Galaxy training instance at the EMBL

If you are following a training at the EMBL with a Galaxy training instance, login in the Galaxy training instance with your trainee credentials, i.e. same username, password 123456.

Galaxy User Preferences

Galaxy User Preferences

  • Click the Create a new key button
    Your API key appears in the Current API key panel
  • Copy this API key

Galaxy API key panel
About API Keys

The API key from Galaxy grants anyone or any application access to your Galaxy account. Hence, when we store this key in LabID, LabID can act on your behalf to send and retrieve data from Galaxy. Keep this API key safe, do not share it, unless you trust the application that requires it. You can always generate a new key in Galaxy to protect your account, you will then have to update the key in LabID as well.

Step 1.2 - Store the Galaxy API key in LabID

  • Return to the LabID User Dashboard
  • Paste your API key
  • Click the Save button
Galaxy configuration for the Galaxy EMBL instance is done

Your API key is now configured. LabID knows how to communicate with Galaxy.

Step 2 - (Optional) Add some data to LabID

For this hands-on we need to add some data to LabID first, if you already followed Register Raw Datasets 102 you can use the data from Study Paired-end WGS Darjeeling Tea genotypes for traineeXX or Paired-end WGS Coffee arabica genotypes for traineeXX

  • Using the dropbox add the GSM461178_untreat_paired_chr4.bam* file.
  • Upon the Verify page select a personal study
Add data using the dropbox

Add data using the dropbox: select a single bam file and your personal Study

Step 3 - Sync data to Galaxy

Data of entire assays or studies can be synced to Galaxy. In this hands-on, we want to sync a whole study.

At EMBL

At EMBL, we host a Galaxy instance at https://galaxy.embl.de and you can setup your account similarly as we did in this tutorial. With your own data, you would typically sync your LabID data to a Galaxy library named after your group.

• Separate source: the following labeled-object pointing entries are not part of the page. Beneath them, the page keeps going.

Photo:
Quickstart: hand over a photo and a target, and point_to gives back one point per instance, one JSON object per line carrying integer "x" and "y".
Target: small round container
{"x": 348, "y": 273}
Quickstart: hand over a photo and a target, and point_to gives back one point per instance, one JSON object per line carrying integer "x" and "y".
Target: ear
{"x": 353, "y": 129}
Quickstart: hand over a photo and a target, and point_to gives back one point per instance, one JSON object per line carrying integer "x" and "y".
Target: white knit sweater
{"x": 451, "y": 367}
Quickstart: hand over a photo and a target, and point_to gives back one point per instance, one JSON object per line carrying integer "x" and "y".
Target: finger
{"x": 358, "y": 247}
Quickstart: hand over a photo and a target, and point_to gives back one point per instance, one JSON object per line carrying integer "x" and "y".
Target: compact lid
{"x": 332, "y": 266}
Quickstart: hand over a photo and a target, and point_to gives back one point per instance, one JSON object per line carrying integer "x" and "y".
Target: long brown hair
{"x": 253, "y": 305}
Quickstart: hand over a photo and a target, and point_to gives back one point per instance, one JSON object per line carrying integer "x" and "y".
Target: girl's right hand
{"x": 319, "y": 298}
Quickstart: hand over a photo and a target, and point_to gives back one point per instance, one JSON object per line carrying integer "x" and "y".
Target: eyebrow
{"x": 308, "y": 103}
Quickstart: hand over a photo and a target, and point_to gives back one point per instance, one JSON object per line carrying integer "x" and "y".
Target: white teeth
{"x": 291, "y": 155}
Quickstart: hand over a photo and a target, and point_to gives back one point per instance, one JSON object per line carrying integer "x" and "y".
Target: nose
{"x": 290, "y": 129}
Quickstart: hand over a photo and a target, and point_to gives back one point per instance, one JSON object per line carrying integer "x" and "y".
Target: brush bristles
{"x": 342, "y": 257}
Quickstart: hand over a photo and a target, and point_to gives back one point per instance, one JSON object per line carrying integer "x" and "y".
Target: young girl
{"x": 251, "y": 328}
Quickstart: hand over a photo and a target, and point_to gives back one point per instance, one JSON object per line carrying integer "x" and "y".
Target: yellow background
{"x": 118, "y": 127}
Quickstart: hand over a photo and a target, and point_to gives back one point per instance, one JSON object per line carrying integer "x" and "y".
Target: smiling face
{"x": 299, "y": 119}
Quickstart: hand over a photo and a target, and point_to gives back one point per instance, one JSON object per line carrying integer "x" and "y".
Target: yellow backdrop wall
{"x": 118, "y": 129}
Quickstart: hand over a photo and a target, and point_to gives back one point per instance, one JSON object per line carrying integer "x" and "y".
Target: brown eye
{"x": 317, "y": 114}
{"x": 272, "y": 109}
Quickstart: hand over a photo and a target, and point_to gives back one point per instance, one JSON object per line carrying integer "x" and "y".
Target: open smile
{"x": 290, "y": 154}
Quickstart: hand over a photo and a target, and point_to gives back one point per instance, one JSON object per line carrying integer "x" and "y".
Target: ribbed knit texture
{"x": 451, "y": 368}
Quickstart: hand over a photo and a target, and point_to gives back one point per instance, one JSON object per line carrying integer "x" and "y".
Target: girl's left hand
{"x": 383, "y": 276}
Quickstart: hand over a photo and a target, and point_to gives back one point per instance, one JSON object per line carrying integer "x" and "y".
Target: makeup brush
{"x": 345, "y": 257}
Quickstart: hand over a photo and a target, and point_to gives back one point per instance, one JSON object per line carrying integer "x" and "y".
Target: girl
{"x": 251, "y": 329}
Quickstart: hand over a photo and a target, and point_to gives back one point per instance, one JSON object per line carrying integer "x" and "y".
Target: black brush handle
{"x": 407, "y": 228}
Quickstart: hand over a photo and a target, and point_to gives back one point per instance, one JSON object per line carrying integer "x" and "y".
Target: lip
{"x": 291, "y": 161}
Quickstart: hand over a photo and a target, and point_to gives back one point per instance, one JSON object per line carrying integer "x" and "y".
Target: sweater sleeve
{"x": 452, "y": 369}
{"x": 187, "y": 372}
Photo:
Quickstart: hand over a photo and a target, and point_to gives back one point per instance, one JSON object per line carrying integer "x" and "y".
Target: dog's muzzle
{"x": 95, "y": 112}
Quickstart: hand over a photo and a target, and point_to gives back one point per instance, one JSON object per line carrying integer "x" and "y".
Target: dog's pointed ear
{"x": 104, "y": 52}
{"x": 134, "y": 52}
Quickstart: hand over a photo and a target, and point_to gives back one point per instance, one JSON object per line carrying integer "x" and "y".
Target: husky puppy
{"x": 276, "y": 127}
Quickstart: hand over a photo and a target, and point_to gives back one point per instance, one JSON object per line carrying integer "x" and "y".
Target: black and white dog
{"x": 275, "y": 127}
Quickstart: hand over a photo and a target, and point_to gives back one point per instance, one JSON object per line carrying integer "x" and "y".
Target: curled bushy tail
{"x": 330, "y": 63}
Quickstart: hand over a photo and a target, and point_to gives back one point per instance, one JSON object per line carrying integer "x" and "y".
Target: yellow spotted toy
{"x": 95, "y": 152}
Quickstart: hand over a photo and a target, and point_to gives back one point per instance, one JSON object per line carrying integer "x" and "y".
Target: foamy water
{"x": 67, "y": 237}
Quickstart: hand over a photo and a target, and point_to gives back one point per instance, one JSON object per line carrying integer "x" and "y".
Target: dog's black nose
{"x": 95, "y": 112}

  • Navigate to the Study Detail page of the Study used in the previous Step. Click the Sync with Galaxy

Study is named Paired-end WGS Darjeeling Tea genotypes for traineeXX or Paired-end WGS Coffee arabica genotypes for traineeXX

Study Detail page - Sync with Galaxy button

Sync with Galaxy button on the Study detail page

  • On the "Sync with Galaxy" popup, a few options are presented
    • The Libray where the data should be transferred. Here we pick GTN - Material
    • A folder within this library, either existing ( ), or create a new one with a given name ( ). Give a new name like TraineeXX
    • A naming stratagy. Files created within Galaxy will follow the given naming strategy. Here we pick Filename, this will keep the current filename as it was originally named on disk.
Sync with Galaxy pop-up

Sync with Galaxy pop-up

Naming strategy

Depending on your data, you can choose a different naming strategy. When syncing fastq files, it makes sense to include the readtype in the name, if it is not already in the Dataset name. The <library_name> refers to the linked SequencingLibrary you may have linked to the raw fastq dataset. If on the other hand, you loaded data with already sensible filenames, you can plainly select "Filename" to sync the file as is.

This triggers a syncing task. You can view the status of the syncing task on the Task List page.

Task list with successful syncing task

Task list with a successful Galaxy sync

Step 4 - Find and use the data in Galaxy

In Galaxy the data becomes available in the library and folder it was synced to. In our case, it can be found in Library / GTN - Material / TraineeXX.

Galaxy Data library

Synced data in the Galaxy library

  • This data can be imported to a history by selecting the file(s) and clicking **Export to History->as Datasets"
Galaxy history

Galaxy history

Once your data is in your history, you can start analysing your data. If you are unfamiliar with Galaxy, we suggest you have a look at the great Galaxy training material available online.

Tags

Each Galaxy dataset has multiple tags starting with LabID:. These tags, show the LabID ID of a Dataset and the DatafileCopy. As these tags are inheritable, they are set on every newly derived dataset in Galaxy. This allows us to always find back the original dataset underlying the final derived dataset.